Clothing retailer H&M has been slapped a $40-million penalty after it was found guilty of spying on its employees.
According to a report by The Independent quoting Hamburg’s data protection commissioner Johannes Caspar, H&M was found collecting private information about employees at a customer service centre in Nuremberg, Germany.
Information range from harmless details to family issues and even religious beliefs.
Up to 50 managers were able to access private information “to obtain a detailed profile of employees for measures and decisions regarding their employment,” according to the statement.
“The combination of collecting details about their private lives and the recording of their activities led to a particularly intensive encroachment on employees’ civil rights,” the data protection commissioner said.

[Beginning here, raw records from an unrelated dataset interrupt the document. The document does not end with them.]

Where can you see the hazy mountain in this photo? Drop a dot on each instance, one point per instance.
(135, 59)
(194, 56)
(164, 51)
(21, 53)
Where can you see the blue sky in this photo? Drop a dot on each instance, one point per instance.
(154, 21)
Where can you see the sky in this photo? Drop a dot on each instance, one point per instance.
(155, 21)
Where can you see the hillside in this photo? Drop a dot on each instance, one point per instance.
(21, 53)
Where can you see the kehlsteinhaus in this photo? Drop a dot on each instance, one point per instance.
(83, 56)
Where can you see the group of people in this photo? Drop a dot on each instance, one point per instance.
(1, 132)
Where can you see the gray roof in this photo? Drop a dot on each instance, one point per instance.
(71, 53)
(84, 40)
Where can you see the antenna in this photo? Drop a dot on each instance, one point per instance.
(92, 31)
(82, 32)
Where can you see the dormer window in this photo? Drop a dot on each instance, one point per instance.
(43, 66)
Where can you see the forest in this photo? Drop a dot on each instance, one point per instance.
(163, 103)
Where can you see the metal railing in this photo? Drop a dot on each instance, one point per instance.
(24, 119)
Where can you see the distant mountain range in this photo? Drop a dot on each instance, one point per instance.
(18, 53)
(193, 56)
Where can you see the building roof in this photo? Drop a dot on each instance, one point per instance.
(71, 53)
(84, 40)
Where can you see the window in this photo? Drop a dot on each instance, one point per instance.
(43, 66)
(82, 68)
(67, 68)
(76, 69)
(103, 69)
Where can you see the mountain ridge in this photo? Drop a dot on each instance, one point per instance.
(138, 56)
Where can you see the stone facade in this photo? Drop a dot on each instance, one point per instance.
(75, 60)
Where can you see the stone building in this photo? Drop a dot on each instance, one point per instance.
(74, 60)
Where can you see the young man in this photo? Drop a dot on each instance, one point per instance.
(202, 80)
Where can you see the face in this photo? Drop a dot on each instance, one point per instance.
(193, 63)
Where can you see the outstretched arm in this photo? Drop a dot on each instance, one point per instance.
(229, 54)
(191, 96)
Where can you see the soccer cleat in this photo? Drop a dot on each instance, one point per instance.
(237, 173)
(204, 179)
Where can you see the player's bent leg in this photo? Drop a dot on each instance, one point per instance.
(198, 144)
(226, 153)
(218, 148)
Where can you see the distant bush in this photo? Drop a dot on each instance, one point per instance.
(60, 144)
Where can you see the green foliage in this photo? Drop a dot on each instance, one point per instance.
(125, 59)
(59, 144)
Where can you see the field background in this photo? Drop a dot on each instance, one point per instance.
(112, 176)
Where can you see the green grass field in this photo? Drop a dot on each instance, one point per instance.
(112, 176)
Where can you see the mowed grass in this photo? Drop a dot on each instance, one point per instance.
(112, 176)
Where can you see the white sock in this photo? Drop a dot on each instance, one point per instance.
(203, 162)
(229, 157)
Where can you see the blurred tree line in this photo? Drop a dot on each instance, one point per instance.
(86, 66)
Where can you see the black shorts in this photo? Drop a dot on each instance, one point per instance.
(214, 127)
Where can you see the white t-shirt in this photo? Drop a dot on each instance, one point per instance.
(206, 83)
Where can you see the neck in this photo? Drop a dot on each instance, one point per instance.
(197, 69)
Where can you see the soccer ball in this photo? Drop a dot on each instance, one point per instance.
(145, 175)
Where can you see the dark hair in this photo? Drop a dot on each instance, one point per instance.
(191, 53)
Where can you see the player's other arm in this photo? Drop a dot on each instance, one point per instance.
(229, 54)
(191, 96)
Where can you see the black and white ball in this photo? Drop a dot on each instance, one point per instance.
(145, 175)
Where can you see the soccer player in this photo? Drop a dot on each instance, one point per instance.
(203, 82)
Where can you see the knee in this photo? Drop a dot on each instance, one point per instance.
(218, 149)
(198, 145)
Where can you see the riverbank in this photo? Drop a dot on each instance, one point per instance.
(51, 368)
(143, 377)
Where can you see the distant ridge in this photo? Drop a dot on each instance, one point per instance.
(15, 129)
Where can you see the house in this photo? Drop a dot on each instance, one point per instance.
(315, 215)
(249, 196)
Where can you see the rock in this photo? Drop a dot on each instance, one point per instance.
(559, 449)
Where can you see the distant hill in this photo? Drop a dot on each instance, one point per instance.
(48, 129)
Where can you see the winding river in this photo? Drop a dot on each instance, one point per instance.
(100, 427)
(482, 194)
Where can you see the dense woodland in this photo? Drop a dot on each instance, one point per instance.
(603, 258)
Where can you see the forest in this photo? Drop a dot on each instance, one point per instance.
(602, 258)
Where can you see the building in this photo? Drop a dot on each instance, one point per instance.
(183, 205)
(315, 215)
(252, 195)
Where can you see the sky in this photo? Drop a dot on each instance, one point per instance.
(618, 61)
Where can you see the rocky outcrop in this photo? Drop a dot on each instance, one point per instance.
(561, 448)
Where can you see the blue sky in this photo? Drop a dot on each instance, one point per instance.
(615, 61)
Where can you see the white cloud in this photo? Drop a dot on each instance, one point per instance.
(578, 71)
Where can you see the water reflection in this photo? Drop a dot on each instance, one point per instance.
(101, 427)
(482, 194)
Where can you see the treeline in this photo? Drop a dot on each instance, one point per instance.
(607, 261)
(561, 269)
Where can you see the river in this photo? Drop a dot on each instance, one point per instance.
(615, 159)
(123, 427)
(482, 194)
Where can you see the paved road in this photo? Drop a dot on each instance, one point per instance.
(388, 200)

The privacy violation was discovered after the information went briefly visible to all people on the company network.
In a statement, H&M said it was taking full responsibility while apologising unreservedly to its employees.
It said it would review the penalty imposed.
Caspar welcomed H&M’s decision to pay compensation to employees at the Nuremberg service centre and take measures to prevent data privacy breaches anew.
“[The steps] show the intention to give the employees the respect and appreciation they deserve as dependent workers in their daily work for their company,” Caspar said.
H&M is a Sweden-based low-cost retailer with stores located globally.
Amid the coronavirus pandemic, the company was planning to shut down 250 stores as customers have turned to online shopping.
Sales have recovered in September but were nonetheless 5% lower than its sales posted in the same month last year.